For the Christian, Jesus is always a contemporary, always making his demands upon the world afresh. And so we hear his declaration of the radical departure from the old and into the new. “Prepare new wineskins” we hear him say, “For new wine is being poured from heaven!”.
This seems to be one of the key foundations of Church Planting.
Weaving new garments.
Stitching new wineskins.
Not because those who do so are so presumptuous that they believe these things will endure eternally, but because room must be made for the fresh/ancient demands of Jesus upon contemporary culture.
A casual glance through the history books might show us that the wineskins cracked up generations ago. Nobody noticed, since the culture still declared itself Christian. Now that this paradigm has shifted, the inadequacies of some of the Church’s habits become inescapable.
Does this mean we ought to respectfully disregard the voice of tradition?
That, with all due respect, the great historic figures of the faith are to be silenced?
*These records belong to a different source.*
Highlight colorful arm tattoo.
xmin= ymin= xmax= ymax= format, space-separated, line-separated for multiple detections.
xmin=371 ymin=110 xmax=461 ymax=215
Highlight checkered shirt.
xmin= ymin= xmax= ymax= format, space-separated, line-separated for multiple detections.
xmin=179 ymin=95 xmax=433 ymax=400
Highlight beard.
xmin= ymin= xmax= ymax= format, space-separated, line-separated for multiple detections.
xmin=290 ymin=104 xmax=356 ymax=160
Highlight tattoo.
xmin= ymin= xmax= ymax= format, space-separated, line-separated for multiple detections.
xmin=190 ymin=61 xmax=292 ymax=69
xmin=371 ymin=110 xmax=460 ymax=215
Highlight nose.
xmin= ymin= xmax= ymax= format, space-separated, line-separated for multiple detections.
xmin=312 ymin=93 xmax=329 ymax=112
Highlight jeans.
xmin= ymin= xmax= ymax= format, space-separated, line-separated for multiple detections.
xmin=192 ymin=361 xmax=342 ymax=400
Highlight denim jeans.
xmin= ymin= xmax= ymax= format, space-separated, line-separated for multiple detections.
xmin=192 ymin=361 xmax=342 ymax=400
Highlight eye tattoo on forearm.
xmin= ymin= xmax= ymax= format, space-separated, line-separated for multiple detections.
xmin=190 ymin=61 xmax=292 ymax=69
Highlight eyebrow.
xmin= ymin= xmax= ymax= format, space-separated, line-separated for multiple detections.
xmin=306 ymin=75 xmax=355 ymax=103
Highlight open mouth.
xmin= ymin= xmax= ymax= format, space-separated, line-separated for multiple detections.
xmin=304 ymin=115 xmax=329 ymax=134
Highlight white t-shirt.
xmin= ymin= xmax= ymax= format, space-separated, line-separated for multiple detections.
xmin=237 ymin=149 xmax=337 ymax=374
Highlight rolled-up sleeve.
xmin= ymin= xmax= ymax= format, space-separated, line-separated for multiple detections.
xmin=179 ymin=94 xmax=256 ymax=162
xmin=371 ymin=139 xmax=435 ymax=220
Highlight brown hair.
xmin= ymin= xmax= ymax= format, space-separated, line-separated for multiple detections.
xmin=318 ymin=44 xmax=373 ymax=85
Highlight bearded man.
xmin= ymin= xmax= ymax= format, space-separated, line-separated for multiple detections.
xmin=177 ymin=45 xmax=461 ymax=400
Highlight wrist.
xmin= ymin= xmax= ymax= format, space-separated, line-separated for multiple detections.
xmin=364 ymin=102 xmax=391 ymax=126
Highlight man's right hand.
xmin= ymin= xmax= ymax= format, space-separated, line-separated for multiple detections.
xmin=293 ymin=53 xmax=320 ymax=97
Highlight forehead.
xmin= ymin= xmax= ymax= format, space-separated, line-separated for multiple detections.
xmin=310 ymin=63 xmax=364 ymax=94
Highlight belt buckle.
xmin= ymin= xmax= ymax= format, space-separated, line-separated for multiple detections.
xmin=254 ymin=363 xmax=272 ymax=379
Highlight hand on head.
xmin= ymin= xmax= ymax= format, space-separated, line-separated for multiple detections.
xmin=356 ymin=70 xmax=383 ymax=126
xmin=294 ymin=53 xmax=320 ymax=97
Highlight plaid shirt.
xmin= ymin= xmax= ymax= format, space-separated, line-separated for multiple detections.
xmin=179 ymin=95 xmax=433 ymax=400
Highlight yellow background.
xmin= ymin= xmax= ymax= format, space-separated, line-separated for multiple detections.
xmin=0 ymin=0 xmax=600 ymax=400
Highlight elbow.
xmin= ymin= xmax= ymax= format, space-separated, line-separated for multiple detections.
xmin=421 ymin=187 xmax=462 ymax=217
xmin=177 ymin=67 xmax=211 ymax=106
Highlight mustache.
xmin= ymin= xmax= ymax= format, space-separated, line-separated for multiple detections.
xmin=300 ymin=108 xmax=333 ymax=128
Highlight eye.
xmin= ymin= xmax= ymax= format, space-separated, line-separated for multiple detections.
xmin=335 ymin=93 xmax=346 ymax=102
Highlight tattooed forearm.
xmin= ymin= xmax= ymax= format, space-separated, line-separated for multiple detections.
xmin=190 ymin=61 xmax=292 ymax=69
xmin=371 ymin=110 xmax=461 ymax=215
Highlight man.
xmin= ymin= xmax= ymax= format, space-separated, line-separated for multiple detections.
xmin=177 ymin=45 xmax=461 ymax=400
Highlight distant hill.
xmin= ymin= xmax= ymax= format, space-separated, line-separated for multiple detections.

If the generation before us made a mistake, and forgot what it meant to be Church, and was caught up in the progressive enlightenment movement, and abandoned Christ as it’s Saviour.
Should we dismantle their work?
Or those who were so focused on sending missionaries around the world, that they forgot to evangelise their neighbourhood.
Are they sinners?
Or those who tried to interpret their faith as a ridged set of fundamentals, trying to define the faith by their own rules and understandings.
Are they graceless legalists?
How should we think of our forebears?
Paul of Tarsus, one of the many who defined the earliest Christian traditions wrote:
“By grace you have been saved through faith. And this is not your own doing; it is the gift of God,”
By grace our ancestors were saved. Through their faith. Not their works. Paul wanted this to settle rivalry between the members of his church, because this sets every Christian on level ground. Indeed, for Paul there was neither Jew nor Greek nor any other division, since Christ had united God’s children (Galatian 3:28).
Yet perhaps I might call to attention the habit of modern people to judge former people. The modern Church to judge the Historic Church. We expect our fellow believers to show grace and have mercy upon one another, and upon the world, yet all the while cursing the generations before us for leaving us with such a challenge.
They could not have predicted the radical shift away from the Christian worldview which would result in the implosion of the grand institutions of the Church we see today! They were simply trying to live out the same faith we are in a different age.
And it is their legacy of faith which becomes a treasure to us today. Though the former prestige and wealth of the Church is depleting, we can look back upon men like John Wesley who brought the Gospel to the forgotten classes. We can remember William Booth and the Salvationists who shaped social policy in such a way that countless lives have been saved. The great student missionary push of the twentieth century reminds us that youth work is nothing new, that passionate faith has power in every age and every culture to bring life and end suffering.
That wonderful history is the movement called Church. I work for an organisation that has existed for little over two years. Yet the faith they know – the Christ they love – endures from generation to generation.
“I am the Alpha and the Omega, who is and who was and who is to come, the Almighty.”